The plaintiffs allege the federal government is attempting something not entirely unlike a full-scale revamp through the use of executive orders like the ones being directly challenged in the lawsuit.
The filing spends considerable time chiding Trump for the number of orders he has issued this year – and concomitant efforts of federal agencies to effectuate those orders through policy directives.
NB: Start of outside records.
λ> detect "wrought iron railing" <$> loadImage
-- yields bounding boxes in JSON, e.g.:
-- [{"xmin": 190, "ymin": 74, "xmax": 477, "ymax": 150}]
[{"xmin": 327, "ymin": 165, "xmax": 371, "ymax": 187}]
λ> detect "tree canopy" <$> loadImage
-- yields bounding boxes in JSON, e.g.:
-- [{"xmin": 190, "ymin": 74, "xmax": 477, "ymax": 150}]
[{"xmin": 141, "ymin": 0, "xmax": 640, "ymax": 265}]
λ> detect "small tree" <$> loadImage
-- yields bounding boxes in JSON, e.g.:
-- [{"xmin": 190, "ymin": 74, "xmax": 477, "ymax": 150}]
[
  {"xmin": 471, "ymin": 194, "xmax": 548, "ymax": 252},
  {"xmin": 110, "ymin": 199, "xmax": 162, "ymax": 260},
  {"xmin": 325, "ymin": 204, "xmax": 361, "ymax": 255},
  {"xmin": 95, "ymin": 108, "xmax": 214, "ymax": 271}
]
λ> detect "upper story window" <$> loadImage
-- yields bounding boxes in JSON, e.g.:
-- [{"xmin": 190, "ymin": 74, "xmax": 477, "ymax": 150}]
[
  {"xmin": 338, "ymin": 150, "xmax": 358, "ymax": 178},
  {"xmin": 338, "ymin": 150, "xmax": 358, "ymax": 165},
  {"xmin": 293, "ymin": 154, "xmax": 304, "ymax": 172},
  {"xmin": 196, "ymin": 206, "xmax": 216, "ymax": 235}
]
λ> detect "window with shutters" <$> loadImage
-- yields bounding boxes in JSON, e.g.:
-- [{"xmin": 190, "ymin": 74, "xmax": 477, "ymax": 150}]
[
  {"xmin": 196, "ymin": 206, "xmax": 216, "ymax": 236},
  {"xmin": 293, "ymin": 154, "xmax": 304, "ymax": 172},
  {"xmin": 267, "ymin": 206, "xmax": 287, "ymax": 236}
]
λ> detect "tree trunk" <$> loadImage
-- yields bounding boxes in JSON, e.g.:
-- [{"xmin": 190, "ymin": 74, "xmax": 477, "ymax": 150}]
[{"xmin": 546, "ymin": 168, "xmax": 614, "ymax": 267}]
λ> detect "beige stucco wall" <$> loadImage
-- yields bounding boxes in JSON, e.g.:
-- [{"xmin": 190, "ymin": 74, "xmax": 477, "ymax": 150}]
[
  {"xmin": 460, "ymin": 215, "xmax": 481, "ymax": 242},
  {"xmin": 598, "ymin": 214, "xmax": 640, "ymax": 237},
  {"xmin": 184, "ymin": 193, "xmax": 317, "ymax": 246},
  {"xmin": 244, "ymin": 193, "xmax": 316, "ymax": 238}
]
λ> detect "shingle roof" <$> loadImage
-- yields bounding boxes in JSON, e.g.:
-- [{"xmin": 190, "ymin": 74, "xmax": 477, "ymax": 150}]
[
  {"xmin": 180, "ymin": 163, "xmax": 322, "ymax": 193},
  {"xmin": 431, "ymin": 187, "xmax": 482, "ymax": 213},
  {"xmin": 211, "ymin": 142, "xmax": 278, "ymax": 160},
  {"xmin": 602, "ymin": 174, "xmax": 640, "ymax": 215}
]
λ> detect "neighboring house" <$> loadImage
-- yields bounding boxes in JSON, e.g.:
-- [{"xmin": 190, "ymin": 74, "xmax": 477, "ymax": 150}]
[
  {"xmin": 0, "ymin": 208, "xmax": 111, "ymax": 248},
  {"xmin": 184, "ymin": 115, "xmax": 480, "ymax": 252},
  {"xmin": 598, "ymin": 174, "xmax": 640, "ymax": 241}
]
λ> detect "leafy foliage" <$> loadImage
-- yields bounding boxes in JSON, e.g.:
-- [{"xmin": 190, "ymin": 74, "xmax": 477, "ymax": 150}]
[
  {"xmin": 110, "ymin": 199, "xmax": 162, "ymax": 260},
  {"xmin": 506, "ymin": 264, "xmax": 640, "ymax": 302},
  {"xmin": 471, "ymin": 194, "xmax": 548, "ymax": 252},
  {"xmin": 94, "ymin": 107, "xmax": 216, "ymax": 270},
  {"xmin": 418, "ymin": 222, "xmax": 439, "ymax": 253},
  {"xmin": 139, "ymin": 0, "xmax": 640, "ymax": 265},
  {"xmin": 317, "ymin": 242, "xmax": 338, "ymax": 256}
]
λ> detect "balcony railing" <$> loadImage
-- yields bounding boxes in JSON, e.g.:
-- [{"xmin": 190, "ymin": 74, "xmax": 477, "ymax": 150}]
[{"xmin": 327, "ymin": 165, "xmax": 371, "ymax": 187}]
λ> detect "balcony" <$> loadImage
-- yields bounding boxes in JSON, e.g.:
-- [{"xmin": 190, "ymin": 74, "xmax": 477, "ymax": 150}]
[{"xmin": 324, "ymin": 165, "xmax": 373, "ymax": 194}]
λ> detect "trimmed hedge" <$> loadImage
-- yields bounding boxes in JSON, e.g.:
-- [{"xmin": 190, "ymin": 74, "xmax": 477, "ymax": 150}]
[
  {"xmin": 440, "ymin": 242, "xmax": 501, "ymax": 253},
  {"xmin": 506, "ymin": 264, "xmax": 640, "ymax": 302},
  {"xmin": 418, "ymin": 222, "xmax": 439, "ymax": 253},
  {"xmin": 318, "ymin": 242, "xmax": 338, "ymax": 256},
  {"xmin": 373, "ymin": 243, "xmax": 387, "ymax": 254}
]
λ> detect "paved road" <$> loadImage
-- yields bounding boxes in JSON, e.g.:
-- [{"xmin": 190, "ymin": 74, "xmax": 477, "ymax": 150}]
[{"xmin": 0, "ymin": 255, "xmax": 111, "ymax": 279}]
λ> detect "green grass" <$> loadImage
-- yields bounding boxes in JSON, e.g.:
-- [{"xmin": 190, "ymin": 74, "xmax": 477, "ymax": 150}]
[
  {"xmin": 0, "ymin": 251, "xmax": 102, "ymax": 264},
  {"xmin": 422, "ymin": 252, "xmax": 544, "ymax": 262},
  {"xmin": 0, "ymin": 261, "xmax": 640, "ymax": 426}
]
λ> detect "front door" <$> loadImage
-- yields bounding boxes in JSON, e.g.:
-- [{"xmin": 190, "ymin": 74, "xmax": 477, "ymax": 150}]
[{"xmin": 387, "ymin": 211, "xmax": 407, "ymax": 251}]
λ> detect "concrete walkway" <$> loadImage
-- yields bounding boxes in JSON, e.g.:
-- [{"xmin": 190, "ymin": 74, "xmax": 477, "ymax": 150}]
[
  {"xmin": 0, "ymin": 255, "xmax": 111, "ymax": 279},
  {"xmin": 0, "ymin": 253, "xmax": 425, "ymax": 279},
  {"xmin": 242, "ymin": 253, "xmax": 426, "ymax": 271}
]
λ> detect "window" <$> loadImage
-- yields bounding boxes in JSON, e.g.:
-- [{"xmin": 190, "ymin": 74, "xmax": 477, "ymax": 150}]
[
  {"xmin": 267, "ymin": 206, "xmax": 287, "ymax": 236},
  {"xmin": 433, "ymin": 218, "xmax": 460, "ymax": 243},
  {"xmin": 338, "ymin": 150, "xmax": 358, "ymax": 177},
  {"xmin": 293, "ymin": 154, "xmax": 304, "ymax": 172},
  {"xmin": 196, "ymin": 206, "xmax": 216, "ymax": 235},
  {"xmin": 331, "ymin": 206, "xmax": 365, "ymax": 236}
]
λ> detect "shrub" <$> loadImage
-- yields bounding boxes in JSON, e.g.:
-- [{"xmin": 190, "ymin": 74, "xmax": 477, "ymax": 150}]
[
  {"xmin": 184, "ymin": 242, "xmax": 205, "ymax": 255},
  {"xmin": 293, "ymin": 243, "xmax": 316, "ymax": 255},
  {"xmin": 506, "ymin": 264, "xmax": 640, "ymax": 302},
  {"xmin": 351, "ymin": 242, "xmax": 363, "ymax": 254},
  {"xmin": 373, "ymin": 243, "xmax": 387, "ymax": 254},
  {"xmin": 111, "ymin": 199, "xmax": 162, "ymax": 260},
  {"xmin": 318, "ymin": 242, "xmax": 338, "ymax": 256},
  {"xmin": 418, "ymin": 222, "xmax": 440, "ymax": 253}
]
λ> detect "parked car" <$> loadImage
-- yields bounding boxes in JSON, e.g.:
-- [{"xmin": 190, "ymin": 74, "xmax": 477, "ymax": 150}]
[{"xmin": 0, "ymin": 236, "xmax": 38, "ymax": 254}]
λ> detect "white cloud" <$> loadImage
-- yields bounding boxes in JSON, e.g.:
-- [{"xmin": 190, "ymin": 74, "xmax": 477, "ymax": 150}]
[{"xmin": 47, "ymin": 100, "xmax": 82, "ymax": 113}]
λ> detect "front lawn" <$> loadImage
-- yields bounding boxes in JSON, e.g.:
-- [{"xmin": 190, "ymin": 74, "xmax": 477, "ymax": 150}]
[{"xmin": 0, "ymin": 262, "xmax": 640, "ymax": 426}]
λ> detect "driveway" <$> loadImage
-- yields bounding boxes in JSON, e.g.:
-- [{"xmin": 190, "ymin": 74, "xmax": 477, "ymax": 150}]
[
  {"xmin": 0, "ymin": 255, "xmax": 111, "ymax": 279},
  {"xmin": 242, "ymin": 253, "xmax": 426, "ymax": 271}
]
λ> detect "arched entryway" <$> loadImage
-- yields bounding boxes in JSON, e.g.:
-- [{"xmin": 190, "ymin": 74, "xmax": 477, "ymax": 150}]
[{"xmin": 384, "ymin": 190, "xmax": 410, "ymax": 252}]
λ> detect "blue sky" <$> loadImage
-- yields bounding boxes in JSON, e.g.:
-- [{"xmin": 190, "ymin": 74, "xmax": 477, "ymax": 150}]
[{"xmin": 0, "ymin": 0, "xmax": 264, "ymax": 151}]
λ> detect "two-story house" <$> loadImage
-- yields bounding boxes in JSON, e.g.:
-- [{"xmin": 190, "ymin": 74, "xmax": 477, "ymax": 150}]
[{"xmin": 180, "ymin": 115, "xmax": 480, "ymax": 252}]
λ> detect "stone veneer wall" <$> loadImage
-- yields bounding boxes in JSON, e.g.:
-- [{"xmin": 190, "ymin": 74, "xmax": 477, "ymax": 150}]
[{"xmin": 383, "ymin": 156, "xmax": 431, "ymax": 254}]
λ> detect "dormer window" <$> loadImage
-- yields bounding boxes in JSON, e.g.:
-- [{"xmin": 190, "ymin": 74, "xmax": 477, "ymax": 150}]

From the Thursday filing, at length:
In his first 100 days since assuming the Office of the Presidency for a second-term, President Donald J. Trump endorsed an unprecedented number of Executive Orders—143, to be exact. Many of these Executive Orders are nothing more than short-cut attempts to advance the Trump Administration’s agenda by circumventing the law via executive fiat. The ultra vires, unconstitutional actions by the Trump Administration addressed in this Complaint threaten Plaintiff City of Seattle with vague directives designed to eliminate lawful policies and programs in the workplace. Plaintiff risks losing committed federal grants and contracts if it does not abide by newly and improperly imposed (and impossibly vague) funding conditions, and faces unjustified False Claims Act investigations and lawsuits, as well as significant financial hardship and uncertainty, based on forced adherence to the Trump Administration’s unlawful interpretation of federal anti-discrimination laws in connection with projects that bear no relationship to its decrees.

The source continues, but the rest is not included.